Placement of Selected New FDA-Approved Drugs in Medicare Part D Formularies, 2009-2013

Bruce C. Stuart, PhD; Sarah E. Tom, PhD; Michelle Choi, PharmD; Abree Johnson, MS; Kai Sun, MS; Danya Qato, PhD; Engels N. Obi, PhD; Christopher Zacker, PhD; Yujin Park, PharmD; and Steve Arcona, PhD
There is significant heterogeneity in formulary placement and restrictions on new drug approvals in the Part D marketplace.

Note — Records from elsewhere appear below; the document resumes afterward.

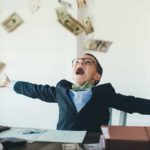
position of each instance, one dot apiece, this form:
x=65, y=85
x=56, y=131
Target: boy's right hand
x=4, y=81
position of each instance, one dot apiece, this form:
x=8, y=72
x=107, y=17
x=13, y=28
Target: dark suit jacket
x=94, y=114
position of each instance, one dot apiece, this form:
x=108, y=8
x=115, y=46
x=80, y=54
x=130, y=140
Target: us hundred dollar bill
x=81, y=4
x=88, y=25
x=12, y=22
x=65, y=4
x=97, y=45
x=69, y=22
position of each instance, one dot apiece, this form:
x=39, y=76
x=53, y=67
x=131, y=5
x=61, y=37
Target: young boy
x=83, y=105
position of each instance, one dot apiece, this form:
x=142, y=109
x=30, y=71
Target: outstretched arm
x=42, y=92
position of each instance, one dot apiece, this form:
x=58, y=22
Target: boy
x=83, y=106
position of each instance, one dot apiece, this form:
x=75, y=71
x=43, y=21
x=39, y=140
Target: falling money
x=69, y=22
x=12, y=22
x=71, y=147
x=92, y=147
x=65, y=4
x=97, y=45
x=34, y=5
x=81, y=4
x=2, y=66
x=88, y=25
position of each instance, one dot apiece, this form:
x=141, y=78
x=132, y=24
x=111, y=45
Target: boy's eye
x=87, y=62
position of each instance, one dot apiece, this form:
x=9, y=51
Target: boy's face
x=84, y=70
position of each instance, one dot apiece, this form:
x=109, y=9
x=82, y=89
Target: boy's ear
x=97, y=77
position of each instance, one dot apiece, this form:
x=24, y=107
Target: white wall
x=38, y=51
x=126, y=65
x=31, y=52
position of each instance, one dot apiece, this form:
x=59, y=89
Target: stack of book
x=125, y=138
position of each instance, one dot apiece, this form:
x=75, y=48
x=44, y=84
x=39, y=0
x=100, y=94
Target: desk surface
x=89, y=138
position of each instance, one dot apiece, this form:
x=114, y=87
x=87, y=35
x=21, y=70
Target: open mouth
x=79, y=71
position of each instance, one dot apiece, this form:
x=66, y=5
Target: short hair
x=99, y=68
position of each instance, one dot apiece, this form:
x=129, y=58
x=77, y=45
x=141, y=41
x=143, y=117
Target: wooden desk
x=89, y=138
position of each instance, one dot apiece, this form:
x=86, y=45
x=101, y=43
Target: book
x=125, y=138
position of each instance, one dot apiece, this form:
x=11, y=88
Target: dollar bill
x=2, y=66
x=88, y=25
x=65, y=4
x=81, y=3
x=34, y=5
x=61, y=12
x=12, y=22
x=69, y=22
x=97, y=45
x=92, y=147
x=70, y=147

Our analysis of 33 new FDA drug approvals in 8 therapeutic classes between 2009 and 2013 identified 3 sources of delay in the diffusion of new products within the Medicare marketplace. First were potential delays in assigning NDC codes to each new product. Second was the delay before the first Part D formulary places the drug. Third was the time it takes for formulary placement to diffuse within the Part D marketplace following first placement.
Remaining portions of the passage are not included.